May. 21, 2010 9:20 am
Finally got a chance last night to watch the last debate between Republican candidates for governor Terry Branstad, Rod Roberts and Bob Vander Plaats.
The forum, sponsored by the DM Register, has been hashed and rehashed already. Vander Plaats landed some punches while swinging at Branstad's long and sometimes inglorious record. Rod Roberts again tried to play the adult in the room, although at times he ended up playing the potted plant while TB and BVP mixed it up.
But I think Branstad won. And it was the "lightning round" at the end of the debate that put him over the top in my mind.
While Vander Plaats and Roberts were quick to say they'd only appoint anti-same-sex-marriage judges, bar gay couples from adopting or being foster parents and vote out any justices who signed off on marriage equity, Branstad refused to pander his way on those issues into fantasyland.
Branstad pointed out, rightly, that Iowa's no-drama judicial nomination system does not allow a governor to go fishing for ideologues they'd like to see in black robes. Nominees to the bench are selected by bipartisan nominating commissions who focus on qualifications. A governor has to pick from finalists selected by those commissions.
If Vander Plaats and Roberts want to impose a litmus test, they'd better scrape up the last dimes and nickels they have left in their campaign accounts and form a presidential exploratory committee. This isn't D.C., where judicial appointments have devolved into ultimate fighting.
I suppose this isn't really surprising, considering that Vander Plaats continues to peddle his fairytale about super governors with judicial vetoes and supreme courts with no authority to determine whether statutes approved by the Legislature are constitutional. Send in the unicorns.
Voters should wonder what else he's willing to snow them on if he's willing to spin such a fabulous yarn about something so fundamental and obvious to anyone who's cracked a middle school government text.
Branstad said decisions on adoption and foster parenting should be made in the best interest of the child. Vander Plaats and Roberts,evidently, think it's the best interest of their campaigns that should matter most.

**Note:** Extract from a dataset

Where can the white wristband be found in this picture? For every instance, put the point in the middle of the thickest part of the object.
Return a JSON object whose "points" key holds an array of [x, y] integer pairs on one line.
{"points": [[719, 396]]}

Their answers prove, yet again, that this is about more than voting and marriage. It's about a desire to reinstate state-sponsored discrimination against thousands of Iowans well beyond matrimony. That's going to be a tough sell to fair-minded Iowans.
Back in the day, folks used to complain mightily about Branstad being a weather vane politician who pandered too often. The fact that he wasn't willing to tell politically expedient fables about the judiciary etc. tells you just how far his opponents are willing to go to win a few shiny culture war medals.